Bu itibarla, Yargıtay Cumhuriyet Başsavcılığı itirazının kabulüne, Yargıtay 1. Ceza Dairesinin 13.12.2017 tarihli ve 570-5021 sayılı düzeltilerek onama kararının sanığın nitelikli kasten öldürme suçuna teşebbüsten verilen mahkûmiyet hükmü yönünden kaldırılmasına, Isparta 1. Ağır Ceza Mahkemesinin 20.10.2015 tarihli ve 169-245 sayılı, nitelikli kasten öldürme suçuna teşebbüsten verilen mahkûmiyet hükmünün sanığın atılı suçu işlediğine dair her türlü şüpheden uzak, kesin ve inandırıcı delil bulunmadığı gözetilmeden beraati yerine mahkûmiyetine karar verilmesi isabetsizliğinden bozulmasına, Yargıtay Cumhuriyet Başsavcılığının itirazının kabul edilerek Özel Daire düzeltilerek onama kararının sanık hakkında nitelikli kasten öldürme suçuna teşebbüse ilişkin mahkûmiyet hükmü yönünden kaldırılıp Yerel Mahkeme hükmünün bozulmasına karar verilmesi nedeniyle, sanığın bu suça ilişkin cezasının infazının durdurulmasına ve tahliyesine, başka bir suçtan hükümlü veya tutuklu olmadığı takdirde derhal salıverilmesi için yazı yazılmasına karar verilmelidir.

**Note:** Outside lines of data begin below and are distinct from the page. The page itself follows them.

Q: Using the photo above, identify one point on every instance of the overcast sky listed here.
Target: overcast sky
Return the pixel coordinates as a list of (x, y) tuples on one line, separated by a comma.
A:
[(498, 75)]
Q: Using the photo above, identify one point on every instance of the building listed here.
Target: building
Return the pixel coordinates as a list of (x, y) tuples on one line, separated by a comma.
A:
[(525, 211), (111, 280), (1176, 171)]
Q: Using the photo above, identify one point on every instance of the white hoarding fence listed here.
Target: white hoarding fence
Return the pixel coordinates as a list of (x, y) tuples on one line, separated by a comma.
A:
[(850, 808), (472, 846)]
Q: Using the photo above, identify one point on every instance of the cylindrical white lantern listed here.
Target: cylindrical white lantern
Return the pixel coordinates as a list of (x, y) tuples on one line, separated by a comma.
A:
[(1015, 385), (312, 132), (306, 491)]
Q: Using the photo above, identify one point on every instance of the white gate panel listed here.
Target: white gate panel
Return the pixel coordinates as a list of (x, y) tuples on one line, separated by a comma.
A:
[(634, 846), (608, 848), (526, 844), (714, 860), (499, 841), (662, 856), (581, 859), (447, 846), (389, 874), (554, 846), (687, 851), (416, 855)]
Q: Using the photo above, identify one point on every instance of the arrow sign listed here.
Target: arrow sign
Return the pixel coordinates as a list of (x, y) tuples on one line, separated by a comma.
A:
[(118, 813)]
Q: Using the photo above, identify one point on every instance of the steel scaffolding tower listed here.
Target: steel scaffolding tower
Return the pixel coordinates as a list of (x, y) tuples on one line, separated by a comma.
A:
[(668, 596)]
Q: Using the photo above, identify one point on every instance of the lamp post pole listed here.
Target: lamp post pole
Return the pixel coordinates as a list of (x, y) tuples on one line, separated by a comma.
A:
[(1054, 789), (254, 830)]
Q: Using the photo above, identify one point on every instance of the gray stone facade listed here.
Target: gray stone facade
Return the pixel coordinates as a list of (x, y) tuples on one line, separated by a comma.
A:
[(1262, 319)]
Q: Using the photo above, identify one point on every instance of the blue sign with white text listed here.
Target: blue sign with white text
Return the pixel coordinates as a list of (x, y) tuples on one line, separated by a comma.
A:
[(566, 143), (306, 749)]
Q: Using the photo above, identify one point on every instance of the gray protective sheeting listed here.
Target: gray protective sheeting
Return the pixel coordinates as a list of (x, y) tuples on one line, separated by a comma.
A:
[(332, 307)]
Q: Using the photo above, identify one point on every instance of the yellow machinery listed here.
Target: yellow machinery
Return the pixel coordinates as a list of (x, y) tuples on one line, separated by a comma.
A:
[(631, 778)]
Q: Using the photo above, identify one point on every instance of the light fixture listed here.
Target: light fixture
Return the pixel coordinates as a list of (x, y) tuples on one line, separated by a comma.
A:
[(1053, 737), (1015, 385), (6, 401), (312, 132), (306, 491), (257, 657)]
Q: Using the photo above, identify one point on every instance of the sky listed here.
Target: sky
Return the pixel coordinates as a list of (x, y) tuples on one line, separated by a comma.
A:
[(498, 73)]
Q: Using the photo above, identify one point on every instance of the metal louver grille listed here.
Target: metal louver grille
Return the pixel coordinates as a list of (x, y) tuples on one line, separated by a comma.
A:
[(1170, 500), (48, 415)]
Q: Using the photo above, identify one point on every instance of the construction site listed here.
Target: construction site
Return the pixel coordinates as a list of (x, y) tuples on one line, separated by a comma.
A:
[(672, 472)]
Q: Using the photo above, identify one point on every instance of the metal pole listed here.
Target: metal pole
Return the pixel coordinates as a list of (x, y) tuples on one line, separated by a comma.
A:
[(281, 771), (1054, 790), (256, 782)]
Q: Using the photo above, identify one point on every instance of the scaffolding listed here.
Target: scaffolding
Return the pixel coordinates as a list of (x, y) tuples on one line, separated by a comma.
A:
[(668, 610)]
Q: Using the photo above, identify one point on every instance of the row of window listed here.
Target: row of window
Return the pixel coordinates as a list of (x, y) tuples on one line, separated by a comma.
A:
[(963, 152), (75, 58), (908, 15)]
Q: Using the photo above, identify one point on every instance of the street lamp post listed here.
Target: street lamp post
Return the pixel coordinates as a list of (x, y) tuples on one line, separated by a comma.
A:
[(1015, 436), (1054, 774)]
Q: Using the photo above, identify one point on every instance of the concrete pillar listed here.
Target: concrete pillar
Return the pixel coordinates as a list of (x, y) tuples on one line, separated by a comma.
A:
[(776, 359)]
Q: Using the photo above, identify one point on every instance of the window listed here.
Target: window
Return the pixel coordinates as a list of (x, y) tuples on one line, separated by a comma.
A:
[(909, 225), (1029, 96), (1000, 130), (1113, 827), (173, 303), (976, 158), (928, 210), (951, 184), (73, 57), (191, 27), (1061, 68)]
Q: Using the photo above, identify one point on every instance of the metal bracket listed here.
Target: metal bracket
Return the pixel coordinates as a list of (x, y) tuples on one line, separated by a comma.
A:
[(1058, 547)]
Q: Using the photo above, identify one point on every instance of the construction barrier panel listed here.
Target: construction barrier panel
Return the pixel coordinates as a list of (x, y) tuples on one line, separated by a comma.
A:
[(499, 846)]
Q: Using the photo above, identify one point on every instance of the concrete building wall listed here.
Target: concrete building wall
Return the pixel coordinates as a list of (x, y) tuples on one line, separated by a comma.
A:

Çoğunluk görüşüne katılmayan beş Ceza Genel Kurulu Üyesi de; itirazın reddine karar verilmesi gerektiği görüşüyle karşı oy kullanmışlardır.

SONUÇ: Açıklanan nedenlerle; 1- Yargıtay Cumhuriyet Başsavcılığı itirazının KABULÜNE, 2- Yargıtay 1. Ceza Dairesinin 13.12.2017 tarih ve 570-5021 sayılı düzeltilerek onama kararının sanığın nitelikli kasten öldürme suçuna teşebbüsten verilen mahkûmiyet hükmü yönünden KALDIRILMASINA, 3- Isparta 1. Ağır Ceza Mahkemesinin 20.10.2015 tarihli ve 169-245 sayılı, nitelikli kasten öldürme suçuna teşebbüsten verilen mahkûmiyet hükmünün sanığın atılı suçu işlediğine dair her türlü şüpheden uzak, kesin ve inandırıcı delil bulunmadığı gözetilmeden beraati yerine mahkûmiyetine karar verilmesi isabetsizliğinden BOZULMASINA, 4- Yargıtay Cumhuriyet Başsavcılığının itirazının kabul edilerek Özel Daire düzeltilerek onama kararının sanık hakkında nitelikli kasten öldürme suçuna teşebbüsten kurulan mahkûmiyet hükmü yönünden kaldırılıp Yerel Mahkeme hükmünün bozulmasına karar verilmesi nedeniyle, sanığın bu suça ilişkin cezasının İNFAZININ DURDURULMASINA ve TAHLİYESİNE, başka bir suçtan hükümlü veya tutuklu olmadığı takdirde derhâl salıverilmesi için YAZI YAZILMASINA, 5- Dosyanın, mahalline gönderilmek üzere Yargıtay Cumhuriyet Başsavcılığına TEVDİ EDİLMESİNE, 09.04.2019 tarihinde yapılan müzakerede uyuşmazlık konusu yönünden oy çokluğuyla, infazın durdurulması ve sanığın tahliyesi yönünden oy birliğiyle karar verildi.”